Capítulo 13

Otro de los mecanismos de los que se vale nuestro querido amigo, el Carcelero, es tu confianza o, más bien, tu exceso de confianza. Es muy frecuente oír de algún fumador eso de “me llevé varios años sin fumar, y por culpa de una boda, aquí me tienes, fumando a todas horas”. Recordemos que hay personas que quieren dejar de fumar para fumar en ocasiones especiales o de vez en cuando. Lo siento, eso no es “dejar de fumar”. La adicción sigue viva, te fumes 2 o 200 cigarrillos al año, así de claro.
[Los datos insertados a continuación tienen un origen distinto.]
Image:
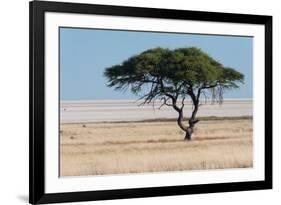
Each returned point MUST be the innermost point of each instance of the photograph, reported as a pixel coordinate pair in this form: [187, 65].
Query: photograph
[133, 102]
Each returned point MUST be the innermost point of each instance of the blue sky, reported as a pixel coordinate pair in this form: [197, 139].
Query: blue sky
[85, 53]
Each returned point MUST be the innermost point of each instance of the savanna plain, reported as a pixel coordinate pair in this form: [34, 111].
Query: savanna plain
[154, 146]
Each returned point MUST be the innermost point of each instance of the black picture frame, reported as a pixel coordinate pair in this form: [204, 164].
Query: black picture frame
[37, 194]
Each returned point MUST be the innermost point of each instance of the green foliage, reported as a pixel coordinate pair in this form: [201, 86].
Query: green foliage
[173, 73]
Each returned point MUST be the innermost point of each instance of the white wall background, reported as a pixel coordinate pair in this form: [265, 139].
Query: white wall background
[14, 100]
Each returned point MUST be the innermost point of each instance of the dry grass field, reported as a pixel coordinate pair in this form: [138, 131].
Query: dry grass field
[134, 147]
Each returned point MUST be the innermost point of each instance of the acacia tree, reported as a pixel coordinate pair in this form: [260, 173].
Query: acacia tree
[173, 76]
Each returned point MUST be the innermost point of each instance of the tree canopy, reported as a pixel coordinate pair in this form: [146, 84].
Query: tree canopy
[173, 72]
[170, 75]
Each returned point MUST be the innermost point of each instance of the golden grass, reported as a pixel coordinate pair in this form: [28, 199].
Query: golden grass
[114, 148]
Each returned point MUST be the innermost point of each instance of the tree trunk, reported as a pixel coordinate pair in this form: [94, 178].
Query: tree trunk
[188, 134]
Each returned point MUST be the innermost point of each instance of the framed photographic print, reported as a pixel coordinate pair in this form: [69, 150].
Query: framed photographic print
[141, 102]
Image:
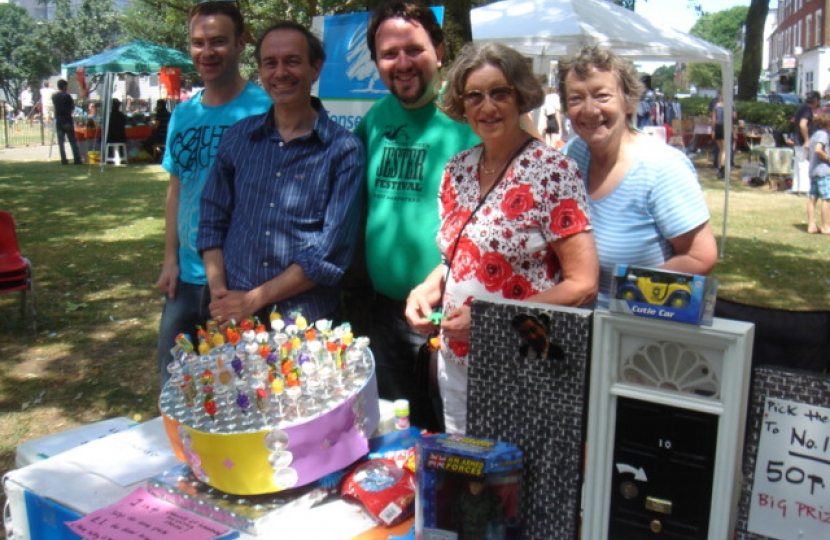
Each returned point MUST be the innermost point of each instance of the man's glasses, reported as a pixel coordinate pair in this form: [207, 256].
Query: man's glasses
[499, 94]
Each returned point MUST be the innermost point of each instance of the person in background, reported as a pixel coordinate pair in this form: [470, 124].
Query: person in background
[717, 119]
[117, 126]
[46, 99]
[803, 130]
[408, 141]
[64, 107]
[514, 216]
[280, 210]
[159, 134]
[217, 38]
[27, 101]
[550, 122]
[819, 175]
[647, 207]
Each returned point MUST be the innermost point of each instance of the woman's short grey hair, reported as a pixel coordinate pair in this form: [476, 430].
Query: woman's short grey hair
[515, 67]
[596, 57]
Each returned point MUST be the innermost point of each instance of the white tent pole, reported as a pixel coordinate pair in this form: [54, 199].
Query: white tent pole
[728, 84]
[109, 82]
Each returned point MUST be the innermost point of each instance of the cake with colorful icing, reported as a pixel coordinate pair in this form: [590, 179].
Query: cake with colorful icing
[256, 411]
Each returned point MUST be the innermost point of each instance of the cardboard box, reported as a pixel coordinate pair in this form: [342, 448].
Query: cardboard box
[468, 487]
[662, 294]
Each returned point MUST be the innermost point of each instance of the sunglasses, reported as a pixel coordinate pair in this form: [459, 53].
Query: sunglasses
[499, 94]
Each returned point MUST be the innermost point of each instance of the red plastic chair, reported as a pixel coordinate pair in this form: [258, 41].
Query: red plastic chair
[15, 270]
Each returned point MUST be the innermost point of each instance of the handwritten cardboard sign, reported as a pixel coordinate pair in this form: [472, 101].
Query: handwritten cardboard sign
[140, 516]
[792, 473]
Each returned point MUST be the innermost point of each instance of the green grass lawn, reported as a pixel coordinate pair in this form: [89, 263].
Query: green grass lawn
[96, 241]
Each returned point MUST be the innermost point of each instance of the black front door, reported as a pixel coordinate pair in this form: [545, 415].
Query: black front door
[663, 468]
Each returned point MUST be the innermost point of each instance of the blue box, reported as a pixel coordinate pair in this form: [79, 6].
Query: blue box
[663, 294]
[466, 482]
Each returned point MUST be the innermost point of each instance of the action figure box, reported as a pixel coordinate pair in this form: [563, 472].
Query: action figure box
[467, 488]
[662, 294]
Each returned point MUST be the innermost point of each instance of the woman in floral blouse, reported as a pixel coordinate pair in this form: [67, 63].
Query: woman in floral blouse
[530, 238]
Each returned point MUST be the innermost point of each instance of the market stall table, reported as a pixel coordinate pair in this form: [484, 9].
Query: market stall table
[102, 472]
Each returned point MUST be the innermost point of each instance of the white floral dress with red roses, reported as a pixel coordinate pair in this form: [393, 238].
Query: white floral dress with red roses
[505, 251]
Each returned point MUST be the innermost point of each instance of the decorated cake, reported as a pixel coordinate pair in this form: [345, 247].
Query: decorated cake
[256, 411]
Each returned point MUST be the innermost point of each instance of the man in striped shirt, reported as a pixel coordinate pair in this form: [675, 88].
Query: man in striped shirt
[279, 212]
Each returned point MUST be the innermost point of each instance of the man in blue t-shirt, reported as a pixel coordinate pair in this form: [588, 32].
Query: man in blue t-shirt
[217, 38]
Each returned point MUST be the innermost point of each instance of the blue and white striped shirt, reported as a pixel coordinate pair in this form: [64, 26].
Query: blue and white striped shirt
[269, 204]
[658, 199]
Si has entendido correctamente, a través de Fumabook, cómo funciona la adicción, te resultará fácil no caer en este tipo de errores. El cigarrillo no te aporta placer, solo instaura y mantiene una necesidad. Así de simple. Si vuelves a fumar, establecerás de nuevo esa necesidad y requerirás seguir fumando para satisfacerla. No hay boda, bautizo, comunión, partido de fútbol, ceremonia ni fiesta alguna que justifique el consumo de un único cigarrillo. Al igual que un acontecimiento triste no ha de arrastrarte a la mazmorra del Carcelero, un suceso alegre o divertido tampoco tiene que ser la sentencia para regresar a su celda.